O avanço das ciências biomédicas trouxe para a sociedade diversas

possibilidades que há cinqüenta anos atrás não seria possível e, sequer,

imaginada, tais como a Inseminação Artificial e a Fertilização In Vitro.

Desde o nascimento da inglesa Louise Brown, em 1978, marco inicial

para a nova prática médica desenvolvida, o aperfeiçoamento das técnicas de

reprodução assistida tornou-se notório e o método passou a ser utilizado pelos

quatro cantos do globo.

No Brasil, o marco inicial ocorreu como o nascimento da menina Anna

Paula, em 1984, e desde então a prática se difundiu e nos últimos dez anos

obteve uma notável expansão pelo Brasil.

Entretanto, como qualquer descoberta científica, que envolve teorias do

homem e para o homem, o procedimento, da forma como se expandiu e da

forma como ganha força e novas aplicações, tem trazido os mais diversos

questionamentos no âmbito ético, moral, religiosos, psicológicos e jurídicos.
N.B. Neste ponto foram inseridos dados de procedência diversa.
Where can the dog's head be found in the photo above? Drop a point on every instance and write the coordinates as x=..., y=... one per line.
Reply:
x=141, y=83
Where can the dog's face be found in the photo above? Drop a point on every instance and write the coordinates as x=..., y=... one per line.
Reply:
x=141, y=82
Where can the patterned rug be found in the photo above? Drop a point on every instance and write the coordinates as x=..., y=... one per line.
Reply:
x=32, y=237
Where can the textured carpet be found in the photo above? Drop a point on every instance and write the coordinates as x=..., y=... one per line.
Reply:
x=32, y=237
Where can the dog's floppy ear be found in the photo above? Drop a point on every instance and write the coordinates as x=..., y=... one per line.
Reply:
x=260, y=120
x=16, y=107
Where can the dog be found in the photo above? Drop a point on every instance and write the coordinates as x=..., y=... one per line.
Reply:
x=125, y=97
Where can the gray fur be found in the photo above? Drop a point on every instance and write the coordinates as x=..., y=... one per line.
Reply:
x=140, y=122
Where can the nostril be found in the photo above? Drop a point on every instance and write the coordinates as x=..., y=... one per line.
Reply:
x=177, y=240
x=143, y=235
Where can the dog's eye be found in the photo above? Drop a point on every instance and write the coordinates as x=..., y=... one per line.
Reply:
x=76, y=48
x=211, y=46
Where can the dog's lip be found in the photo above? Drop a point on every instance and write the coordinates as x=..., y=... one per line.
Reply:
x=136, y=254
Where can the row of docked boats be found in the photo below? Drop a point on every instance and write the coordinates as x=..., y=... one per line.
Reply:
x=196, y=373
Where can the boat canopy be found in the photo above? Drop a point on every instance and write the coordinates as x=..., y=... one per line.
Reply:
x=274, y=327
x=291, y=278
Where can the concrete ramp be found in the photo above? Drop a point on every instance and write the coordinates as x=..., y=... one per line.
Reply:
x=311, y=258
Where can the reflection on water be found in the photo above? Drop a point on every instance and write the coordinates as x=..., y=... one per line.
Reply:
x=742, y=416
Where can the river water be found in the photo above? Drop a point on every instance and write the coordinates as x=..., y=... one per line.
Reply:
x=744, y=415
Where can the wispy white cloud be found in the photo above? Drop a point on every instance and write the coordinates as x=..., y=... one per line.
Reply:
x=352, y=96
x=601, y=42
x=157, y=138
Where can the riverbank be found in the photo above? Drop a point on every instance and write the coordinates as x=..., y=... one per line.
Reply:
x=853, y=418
Nesta breve análise que se propõe tratar de plano como o procedimento

da reprodução assistida consiste em um questionamento da mais nova ciência

criada pelo homem, a Bioética, e de como tais questionamentos nos reportam,

no que tange ao ordenamento jurídico brasileiro, a uma análise sob a luz do

Direito, traçando os vários problemas que tal procedimento pode trazer para a

ciência jurídica, para a sociedade e para os Tribunais.

2. A Reprodução Humana Assistida como um problema da Bioética

Antes de iniciar qualquer análise do ponto de vista bioético, é

conveniente trazer algumas definições do que seja a Bioética.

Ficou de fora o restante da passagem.